Big election campaigns will always target specific messages to different groups of voters, and won't generally seek to disabuse voters who've positively assumed their party's position to be one thing if it's actually something different. But there is normally some degree of balance and internal compromise. The Brexit vote was a coalition of groups with fundamentally incompatible policy desires.
The only possible way to have 'made Brexit work' was, post referendum, for the winners to have sought to bring the whole country together around what would in practice have been a 'soft Brexit', or at the very least would have involved a series of national conversations that were genuinely inclusive and which might conceivably have resulted in something close to a consensus forming around a harder version of Brexit. But of course, most of the winners had no interest in doing this, largely because they knew Brexit was an opportunity to advance positions that would never receive majority support. I think this links back to your point about the UK being structurally incapable of making Brexit work: we lack the political architecture that would have made this possible.

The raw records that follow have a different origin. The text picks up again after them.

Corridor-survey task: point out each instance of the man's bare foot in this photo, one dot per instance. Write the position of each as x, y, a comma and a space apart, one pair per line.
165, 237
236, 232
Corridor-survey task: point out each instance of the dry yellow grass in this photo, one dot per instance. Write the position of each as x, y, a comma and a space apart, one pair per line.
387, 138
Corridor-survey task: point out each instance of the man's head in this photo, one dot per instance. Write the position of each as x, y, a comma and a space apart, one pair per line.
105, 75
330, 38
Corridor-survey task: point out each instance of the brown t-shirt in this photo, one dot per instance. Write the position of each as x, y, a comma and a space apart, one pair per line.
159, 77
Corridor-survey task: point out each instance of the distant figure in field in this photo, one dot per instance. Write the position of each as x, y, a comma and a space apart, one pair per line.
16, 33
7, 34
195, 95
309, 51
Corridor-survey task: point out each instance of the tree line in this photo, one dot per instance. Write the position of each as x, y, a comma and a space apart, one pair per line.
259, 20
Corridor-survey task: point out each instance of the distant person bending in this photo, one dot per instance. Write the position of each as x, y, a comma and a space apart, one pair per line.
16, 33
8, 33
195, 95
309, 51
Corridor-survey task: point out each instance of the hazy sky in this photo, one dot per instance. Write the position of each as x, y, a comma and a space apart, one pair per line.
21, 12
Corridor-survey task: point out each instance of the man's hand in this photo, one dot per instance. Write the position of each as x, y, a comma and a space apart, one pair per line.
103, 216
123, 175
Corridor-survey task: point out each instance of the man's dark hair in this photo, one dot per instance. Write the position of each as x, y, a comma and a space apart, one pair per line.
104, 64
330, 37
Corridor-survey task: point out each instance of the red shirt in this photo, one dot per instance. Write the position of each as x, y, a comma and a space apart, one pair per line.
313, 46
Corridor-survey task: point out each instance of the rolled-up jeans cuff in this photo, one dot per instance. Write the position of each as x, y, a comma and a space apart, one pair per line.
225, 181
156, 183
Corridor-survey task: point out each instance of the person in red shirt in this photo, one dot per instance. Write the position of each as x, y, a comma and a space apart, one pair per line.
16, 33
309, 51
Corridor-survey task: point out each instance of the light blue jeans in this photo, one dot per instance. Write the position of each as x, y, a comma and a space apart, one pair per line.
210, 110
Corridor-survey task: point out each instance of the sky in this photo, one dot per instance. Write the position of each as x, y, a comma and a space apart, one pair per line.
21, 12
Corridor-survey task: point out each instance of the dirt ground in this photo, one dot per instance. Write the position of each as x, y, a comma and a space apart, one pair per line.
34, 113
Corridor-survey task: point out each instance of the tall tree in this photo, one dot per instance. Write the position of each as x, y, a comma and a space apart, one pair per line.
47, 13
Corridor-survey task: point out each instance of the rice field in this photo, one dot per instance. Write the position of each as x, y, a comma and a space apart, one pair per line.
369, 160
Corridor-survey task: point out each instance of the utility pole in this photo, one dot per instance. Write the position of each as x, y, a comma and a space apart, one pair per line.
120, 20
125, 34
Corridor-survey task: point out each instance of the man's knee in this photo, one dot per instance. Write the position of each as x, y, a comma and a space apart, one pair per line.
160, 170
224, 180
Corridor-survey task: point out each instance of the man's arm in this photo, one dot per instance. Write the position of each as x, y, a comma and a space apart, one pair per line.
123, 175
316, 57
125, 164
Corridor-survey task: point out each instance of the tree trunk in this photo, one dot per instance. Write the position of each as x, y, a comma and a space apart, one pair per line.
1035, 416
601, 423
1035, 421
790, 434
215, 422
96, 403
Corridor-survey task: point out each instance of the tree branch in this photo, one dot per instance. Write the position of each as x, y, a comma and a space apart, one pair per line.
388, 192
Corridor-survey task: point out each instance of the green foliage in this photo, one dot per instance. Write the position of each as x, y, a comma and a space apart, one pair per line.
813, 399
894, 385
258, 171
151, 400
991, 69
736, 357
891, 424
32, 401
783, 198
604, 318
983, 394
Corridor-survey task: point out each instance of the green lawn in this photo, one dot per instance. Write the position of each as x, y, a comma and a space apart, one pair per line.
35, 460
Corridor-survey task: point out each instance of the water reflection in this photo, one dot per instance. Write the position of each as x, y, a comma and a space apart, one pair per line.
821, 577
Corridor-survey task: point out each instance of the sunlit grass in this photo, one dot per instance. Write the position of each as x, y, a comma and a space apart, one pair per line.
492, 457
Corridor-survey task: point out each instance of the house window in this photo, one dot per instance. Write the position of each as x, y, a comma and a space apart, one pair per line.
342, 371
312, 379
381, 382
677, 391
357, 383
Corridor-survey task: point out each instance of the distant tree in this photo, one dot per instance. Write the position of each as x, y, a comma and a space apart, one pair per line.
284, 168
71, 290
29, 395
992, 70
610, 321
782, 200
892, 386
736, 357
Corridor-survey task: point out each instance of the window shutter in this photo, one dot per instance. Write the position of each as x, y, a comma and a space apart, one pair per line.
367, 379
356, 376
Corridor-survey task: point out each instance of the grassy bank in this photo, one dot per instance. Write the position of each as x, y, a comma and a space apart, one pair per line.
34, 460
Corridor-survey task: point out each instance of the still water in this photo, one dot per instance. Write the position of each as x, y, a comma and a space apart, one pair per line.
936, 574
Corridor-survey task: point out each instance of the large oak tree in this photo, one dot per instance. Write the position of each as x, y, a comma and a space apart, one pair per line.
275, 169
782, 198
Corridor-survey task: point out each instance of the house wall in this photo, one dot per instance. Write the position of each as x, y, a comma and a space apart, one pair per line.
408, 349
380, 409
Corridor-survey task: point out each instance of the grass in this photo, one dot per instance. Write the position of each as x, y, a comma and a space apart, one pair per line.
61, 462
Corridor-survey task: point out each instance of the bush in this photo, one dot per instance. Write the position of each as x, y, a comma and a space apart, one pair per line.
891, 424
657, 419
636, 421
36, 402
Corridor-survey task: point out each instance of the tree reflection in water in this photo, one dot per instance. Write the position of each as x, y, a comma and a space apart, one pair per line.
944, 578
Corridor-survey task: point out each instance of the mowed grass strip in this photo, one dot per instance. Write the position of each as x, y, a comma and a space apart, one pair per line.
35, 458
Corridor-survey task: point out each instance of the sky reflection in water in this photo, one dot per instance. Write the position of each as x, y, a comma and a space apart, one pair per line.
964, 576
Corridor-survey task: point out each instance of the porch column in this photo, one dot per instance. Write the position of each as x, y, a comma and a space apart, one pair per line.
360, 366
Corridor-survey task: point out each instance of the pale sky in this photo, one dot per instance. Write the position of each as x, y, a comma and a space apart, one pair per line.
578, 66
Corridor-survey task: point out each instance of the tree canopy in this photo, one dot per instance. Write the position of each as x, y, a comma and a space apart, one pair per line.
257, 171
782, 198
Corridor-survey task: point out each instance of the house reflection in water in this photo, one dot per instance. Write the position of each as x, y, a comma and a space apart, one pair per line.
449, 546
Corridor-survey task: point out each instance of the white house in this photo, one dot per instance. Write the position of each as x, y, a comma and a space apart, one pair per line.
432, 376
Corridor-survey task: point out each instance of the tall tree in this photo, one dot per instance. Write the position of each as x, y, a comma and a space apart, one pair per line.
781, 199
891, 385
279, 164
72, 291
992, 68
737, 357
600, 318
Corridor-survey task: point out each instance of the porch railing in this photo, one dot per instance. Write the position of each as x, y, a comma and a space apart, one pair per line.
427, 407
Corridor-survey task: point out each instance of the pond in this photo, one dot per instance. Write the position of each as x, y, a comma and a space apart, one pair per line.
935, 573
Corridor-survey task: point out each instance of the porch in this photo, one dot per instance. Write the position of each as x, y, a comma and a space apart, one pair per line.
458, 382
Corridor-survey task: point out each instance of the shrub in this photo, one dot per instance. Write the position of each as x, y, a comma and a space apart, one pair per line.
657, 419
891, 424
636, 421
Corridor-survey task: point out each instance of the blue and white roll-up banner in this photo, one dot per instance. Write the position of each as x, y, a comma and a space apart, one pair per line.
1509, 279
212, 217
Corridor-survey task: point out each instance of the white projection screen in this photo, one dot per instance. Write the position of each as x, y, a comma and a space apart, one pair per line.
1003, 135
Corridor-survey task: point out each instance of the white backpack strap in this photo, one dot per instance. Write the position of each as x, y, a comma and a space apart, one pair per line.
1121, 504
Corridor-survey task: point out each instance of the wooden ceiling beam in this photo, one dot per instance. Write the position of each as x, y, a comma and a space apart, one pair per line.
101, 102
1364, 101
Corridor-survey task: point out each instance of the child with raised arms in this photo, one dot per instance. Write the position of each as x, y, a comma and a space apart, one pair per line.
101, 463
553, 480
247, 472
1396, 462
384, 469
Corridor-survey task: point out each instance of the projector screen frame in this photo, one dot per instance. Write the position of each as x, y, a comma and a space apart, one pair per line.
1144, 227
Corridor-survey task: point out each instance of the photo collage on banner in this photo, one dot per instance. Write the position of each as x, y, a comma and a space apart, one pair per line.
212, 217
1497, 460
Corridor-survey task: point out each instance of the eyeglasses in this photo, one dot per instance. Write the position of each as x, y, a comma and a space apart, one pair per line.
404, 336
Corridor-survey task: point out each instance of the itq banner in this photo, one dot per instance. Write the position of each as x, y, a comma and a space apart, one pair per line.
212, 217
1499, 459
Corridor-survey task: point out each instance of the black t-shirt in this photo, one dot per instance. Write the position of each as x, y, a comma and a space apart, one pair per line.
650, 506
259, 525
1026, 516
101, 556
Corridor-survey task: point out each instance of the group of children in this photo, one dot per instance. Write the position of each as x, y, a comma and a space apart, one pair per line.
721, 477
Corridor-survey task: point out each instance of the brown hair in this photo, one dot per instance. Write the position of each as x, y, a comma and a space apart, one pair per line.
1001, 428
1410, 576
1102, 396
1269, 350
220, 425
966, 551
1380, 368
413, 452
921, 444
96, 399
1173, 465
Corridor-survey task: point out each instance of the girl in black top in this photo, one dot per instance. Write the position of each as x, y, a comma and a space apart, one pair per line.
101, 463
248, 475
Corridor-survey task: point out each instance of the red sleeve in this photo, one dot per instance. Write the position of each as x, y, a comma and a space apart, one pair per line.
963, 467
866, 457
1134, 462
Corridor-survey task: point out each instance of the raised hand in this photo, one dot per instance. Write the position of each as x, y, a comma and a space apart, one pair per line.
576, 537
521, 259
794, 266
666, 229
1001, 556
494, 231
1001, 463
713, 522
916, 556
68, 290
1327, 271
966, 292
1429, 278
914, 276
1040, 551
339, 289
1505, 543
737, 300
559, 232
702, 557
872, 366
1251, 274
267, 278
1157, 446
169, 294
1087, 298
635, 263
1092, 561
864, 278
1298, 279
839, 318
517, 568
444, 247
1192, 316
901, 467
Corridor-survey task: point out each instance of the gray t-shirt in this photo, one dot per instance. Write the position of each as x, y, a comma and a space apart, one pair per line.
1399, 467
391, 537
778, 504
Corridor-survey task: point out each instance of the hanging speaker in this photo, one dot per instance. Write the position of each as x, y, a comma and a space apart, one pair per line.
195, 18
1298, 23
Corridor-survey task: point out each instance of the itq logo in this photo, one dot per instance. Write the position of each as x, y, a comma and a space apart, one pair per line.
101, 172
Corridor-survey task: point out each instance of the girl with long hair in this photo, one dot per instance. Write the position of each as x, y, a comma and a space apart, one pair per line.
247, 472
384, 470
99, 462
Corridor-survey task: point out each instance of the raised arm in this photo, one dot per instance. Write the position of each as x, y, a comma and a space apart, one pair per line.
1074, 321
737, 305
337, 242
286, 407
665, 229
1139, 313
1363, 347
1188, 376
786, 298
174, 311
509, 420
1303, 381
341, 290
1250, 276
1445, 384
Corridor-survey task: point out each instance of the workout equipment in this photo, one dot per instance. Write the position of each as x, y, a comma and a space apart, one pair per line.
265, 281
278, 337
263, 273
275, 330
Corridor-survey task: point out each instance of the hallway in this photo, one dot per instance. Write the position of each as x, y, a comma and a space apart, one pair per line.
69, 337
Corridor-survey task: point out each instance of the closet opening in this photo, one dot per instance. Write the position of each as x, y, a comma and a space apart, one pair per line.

A minority of hard Brexiteers were able to deliver a Brexit harder than anything that would have been possible had our political system been more representative.
As a shallow US observer, I say it seems not so much that Brexiters are afraid of success as they are incapable of imagining what it looks like. My initial reaction to the whole thing was "wow, that's a really big job". Leaving the EU starts with re-negotiating a host of relationships, and then reviewing, evaluating, and possibly redoing several hosts of regulations, agreements, and laws. A huge complex task, even if done haphazardly. Everything I've read sounds like they didn't even get how big a job it would be, and they're still in denial over that. It seems there may be limits to muddling through.